Tunisia was the first country in the region to enshrine limits on absolute power in 1861. It abolished slavery in 1846 and was the first Arab country to see the emergence of an Amnesty International section in 1988. The Tunisian Constitution categorically states the law that guarantees the right to criticise the government and freedom of speech and association. Yet the state of affairs by the powers has been nothing short of abominable for the National and international human rights groups who have been protesting over the past years following various unfair trials.
In June this year the Interior Ministry extended the arbitrary banishment and constant police surveillance of Abdallah Zouari, for 26 months. He had spent 11 years in prison and more than five years under virtual house arrest nearly 500 km from his wife and children. It is a testimony to the fact that political prisoners are continued to be harassed and those who have been released are denied the right to earn a living and freedom of movement, TMG members said.

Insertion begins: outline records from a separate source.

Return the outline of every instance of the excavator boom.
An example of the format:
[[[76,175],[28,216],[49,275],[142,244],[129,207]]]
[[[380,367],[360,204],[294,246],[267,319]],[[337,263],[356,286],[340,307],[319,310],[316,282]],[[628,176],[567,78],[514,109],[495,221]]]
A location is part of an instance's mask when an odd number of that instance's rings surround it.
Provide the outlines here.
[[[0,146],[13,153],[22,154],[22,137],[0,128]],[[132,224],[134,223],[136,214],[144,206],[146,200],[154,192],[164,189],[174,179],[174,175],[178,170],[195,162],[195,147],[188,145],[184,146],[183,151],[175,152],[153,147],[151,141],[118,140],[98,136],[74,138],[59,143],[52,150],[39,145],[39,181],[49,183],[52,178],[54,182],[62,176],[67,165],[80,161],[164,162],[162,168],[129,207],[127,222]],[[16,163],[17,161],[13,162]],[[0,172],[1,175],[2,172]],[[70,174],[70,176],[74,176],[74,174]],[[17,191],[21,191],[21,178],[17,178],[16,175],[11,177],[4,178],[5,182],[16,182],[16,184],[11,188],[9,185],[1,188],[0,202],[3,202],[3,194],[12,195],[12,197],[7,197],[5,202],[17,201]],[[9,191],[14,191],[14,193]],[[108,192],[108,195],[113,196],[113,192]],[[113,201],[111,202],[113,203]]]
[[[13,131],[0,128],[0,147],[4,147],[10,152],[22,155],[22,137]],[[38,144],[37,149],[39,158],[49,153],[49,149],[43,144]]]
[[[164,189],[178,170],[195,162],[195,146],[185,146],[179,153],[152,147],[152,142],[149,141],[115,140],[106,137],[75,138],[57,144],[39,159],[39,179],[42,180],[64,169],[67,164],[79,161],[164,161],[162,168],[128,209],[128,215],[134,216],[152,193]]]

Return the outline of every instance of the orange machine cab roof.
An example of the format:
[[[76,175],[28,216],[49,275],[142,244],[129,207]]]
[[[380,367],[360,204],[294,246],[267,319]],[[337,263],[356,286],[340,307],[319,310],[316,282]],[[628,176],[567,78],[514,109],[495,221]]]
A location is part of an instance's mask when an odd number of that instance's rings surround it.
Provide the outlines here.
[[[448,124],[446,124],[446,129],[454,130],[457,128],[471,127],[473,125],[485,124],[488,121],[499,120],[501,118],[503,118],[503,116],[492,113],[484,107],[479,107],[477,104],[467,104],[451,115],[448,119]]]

Despite such alarming reports by local and international human rights groups and by Transparency International, which elevated Tunisia's ranking on its list of corrupt countries from 32nd in 2000 to 51st in 2006, Tunisia remains one of the best educated and socially advanced societies in Northern Africa. Ironically, it has been observed that countries like Algeria, Morocco, Mauritania or Egypt with higher rates of illiteracy, poverty, corruption and social injustice offer more room for freedom of expression than Tunisia.